Data Structures – Are Trees Organized by Firstchild, Nextsibling Structure?

data structures

Usually, tree data structures are organised in a way that each node contains pointers to all its children.

       +-----------------------------------------+
       |        root                             | 
       | child1            child2         child3 |
       +--+------------------+----------------+--+
          |                  |                |
+---------------+    +---------------+    +---------------+
|    node1      |    |     node2     |    |     node3     |
| child1 child2 |    | child1 child2 |    | child1 child2 |
+--+---------+--+    +--+---------+--+    +--+---------+--+
   |         |          |         |          |         |

This seems natural, but it comes with some problems. For example, when the number of child nodes varies, you need something like an array or list to manage the childs.

By using only (first)child and (next)sibling pointers instead, we get something that looks like that:

       +-------------------+
       |        root       |
       | child    sibling  +--->NULL
       +--+----------------+
          |             
+----------------+    +----------------+    +----------------+
|    node1       |    |     node2      |    |     node3      |
| child  sibling +--->| child  sibling +--->| child  sibling +--->NULL
+--+-------------+    +--+-------------+    +--+-------------+
   |                     |                     |

Oviously, this kind of structure can represent trees just as well, but it also offers some advantages. Most important is that we don't have to worry about the number of child nodes any more. When used for a parse tree, it offers a natural representation for a term like "a+b+c+d+e" without becoming a deep tree.
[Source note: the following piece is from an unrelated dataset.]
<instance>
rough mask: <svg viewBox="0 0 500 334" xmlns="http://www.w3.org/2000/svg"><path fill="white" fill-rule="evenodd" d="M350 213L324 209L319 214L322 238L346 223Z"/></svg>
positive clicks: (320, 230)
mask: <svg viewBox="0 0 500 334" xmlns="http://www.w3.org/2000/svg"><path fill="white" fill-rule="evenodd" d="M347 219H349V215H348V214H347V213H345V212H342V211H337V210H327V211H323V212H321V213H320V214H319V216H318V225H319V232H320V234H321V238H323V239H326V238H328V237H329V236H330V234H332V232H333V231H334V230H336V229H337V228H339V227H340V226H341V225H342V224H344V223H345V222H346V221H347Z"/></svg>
Do collection libraries offer tree structures like that? Do parsers use such a structure? If not, what are the reasons?

Best Answer

Trees, like lists, are "abstract data types" which can be implemented in different ways. Each way has it's advantages and disadvantages.

In the first example, the main advantage of this structure is that you can access any child in O(1). The disadvantage is that appending a child might sometimes be a little more expensive when the array has to be expanded. This cost is relatively small though. It is also one of the simplest implementation.

In the second example, the main advantage is that you always append a child in O(1). The main disadvantage is that random access to a child costs O(n). Also, it may be less interesting for huge trees for two reasons: it has a memory overhead of one object header and two pointers per node, and the nodes are randomly spread over memory which may cause a lot of swapping between the CPU cache and the memory when the tree is traversed, making this implementation less appealing for them. This is not a problem for normal trees and applications though.

One last interesting possibility which was not mentioned is to store the whole tree in a single array. This leads to more complex code, but is sometimes a very advantageous implementation in specific cases, especially for huge fixed trees, since you can spare the cost of the object header and allocate contiguous memory.